Moreover, regional differences have become increasingly pronounced with the states of Sabah (23%), Terengganu (15.4%), Kelantan (10.6%), Sarawak (7%), Kedah (7.0%) and Perlis (6.3%) registering the highest rates of poverty. By contrast, the index was less than 2% in Johore, Melaka, Negri Sembilan, Kuala Lumpur, Selangor and Penang.

Burying the ghost of May 13

Some of us will recall our anxieties on the night of 8 March 2008, when the electoral results were coming in. Many feared the worst as it was being announced that the BN had lost its two-thirds’ parliamentary majority and that the Opposition had captured five state governments.

In fact, we had forgotten that we had a history of inter-ethnic cooperation as well and that our society had been transformed to facilitate inter-ethnic ties. The formation of the Pakatan Rakyat governments in four states is further testimony that Malaysians can see through those who resort to racial baiting; Malaysians can transcend ethnic ties and sentiments.

In this regard, the Walk for Democracy is a significant marker of how Malaysians have come of age, democratically speaking. Despite the rabid promptings of groups like Perkasa and Utusan Malaysia and the fears of so many that holding the Walk would lead to racial conflict, nothing of that sort happened!

Despite the fact that the prime minister had tried his darndest to prevent them from going to the streets, ironically, his dream of 1Malaysia was being realised in the streets! For the walkers for democracy came from all ethnic groups. They were male and female and probably in-between as well, of all ages. From all walks of life and and from all parts of the country.

Perhaps the event of 9 July 2011 buried the ghost of May 13, 1969.once and for all!

Conclusion

Put another way, there has occurred tremendous transformation of Malaysia’s economy and society. If this is so apparent, it should also be apparent that Malaysian politics has also been undergoing change. For the new middle-class, especially the youths, are demanding political reform and democratisation.

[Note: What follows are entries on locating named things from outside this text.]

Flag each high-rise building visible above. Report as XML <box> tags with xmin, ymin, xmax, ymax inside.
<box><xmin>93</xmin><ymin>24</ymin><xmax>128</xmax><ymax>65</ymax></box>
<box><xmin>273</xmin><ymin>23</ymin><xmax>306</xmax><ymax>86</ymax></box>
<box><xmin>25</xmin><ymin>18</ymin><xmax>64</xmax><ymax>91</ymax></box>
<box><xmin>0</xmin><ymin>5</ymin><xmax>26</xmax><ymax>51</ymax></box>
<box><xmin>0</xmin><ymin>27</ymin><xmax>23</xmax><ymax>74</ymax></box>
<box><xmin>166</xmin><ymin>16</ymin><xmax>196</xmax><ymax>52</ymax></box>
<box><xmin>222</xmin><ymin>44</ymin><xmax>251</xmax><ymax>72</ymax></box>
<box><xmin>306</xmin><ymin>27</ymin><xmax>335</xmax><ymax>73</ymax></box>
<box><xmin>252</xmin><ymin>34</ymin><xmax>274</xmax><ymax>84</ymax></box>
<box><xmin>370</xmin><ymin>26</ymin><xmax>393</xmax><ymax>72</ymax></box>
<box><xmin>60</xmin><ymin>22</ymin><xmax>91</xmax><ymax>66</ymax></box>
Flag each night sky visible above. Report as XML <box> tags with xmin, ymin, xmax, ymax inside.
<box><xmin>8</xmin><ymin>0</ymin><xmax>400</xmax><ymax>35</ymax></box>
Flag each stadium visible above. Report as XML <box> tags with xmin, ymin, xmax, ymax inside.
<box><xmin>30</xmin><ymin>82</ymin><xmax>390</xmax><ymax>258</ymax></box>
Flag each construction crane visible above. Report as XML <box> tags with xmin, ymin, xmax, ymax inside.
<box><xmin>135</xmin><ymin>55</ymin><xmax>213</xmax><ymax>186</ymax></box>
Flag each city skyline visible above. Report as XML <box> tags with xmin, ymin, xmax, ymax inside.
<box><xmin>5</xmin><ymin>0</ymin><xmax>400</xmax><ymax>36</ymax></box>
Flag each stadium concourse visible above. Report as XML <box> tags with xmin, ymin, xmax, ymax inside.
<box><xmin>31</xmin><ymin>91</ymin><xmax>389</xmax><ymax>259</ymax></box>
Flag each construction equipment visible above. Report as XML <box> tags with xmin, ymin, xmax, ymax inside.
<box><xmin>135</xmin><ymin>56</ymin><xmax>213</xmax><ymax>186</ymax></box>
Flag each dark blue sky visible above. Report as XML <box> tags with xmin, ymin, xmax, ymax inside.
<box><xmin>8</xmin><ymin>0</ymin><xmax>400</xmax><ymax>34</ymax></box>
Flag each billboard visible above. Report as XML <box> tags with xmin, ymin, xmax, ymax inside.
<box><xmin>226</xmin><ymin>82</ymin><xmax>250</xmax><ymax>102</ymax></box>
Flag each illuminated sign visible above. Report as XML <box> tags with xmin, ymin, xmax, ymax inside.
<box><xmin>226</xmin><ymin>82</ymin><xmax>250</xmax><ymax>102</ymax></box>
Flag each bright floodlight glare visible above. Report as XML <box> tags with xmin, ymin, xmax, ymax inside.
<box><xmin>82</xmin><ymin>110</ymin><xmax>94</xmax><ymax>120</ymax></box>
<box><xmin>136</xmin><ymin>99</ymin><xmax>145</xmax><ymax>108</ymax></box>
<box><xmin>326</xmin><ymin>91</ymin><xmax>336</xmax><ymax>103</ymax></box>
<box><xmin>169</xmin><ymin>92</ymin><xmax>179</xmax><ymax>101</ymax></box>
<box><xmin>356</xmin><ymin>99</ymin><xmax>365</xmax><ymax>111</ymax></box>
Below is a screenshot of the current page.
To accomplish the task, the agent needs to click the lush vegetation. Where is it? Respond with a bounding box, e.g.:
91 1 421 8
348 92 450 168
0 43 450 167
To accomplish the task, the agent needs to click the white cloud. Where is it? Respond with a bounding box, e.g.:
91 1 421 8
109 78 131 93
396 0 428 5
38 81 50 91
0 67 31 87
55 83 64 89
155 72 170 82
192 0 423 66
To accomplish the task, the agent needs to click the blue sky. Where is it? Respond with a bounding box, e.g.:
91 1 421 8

Why, the ghost of May 13 is now being displaced by the multi-ethnic solidarity displayed in the Walk for Democracy of 9 July 2011.

Researchers who resort to crude plural society theories, primordialism and consociation-alism, must work into their analyses the process of socio-economic transformation. Those who continue to resort to ethnic sentiments and manipulation, your time has ended! Change has come!

Dr Francis Loh is honorary secretary of Aliran.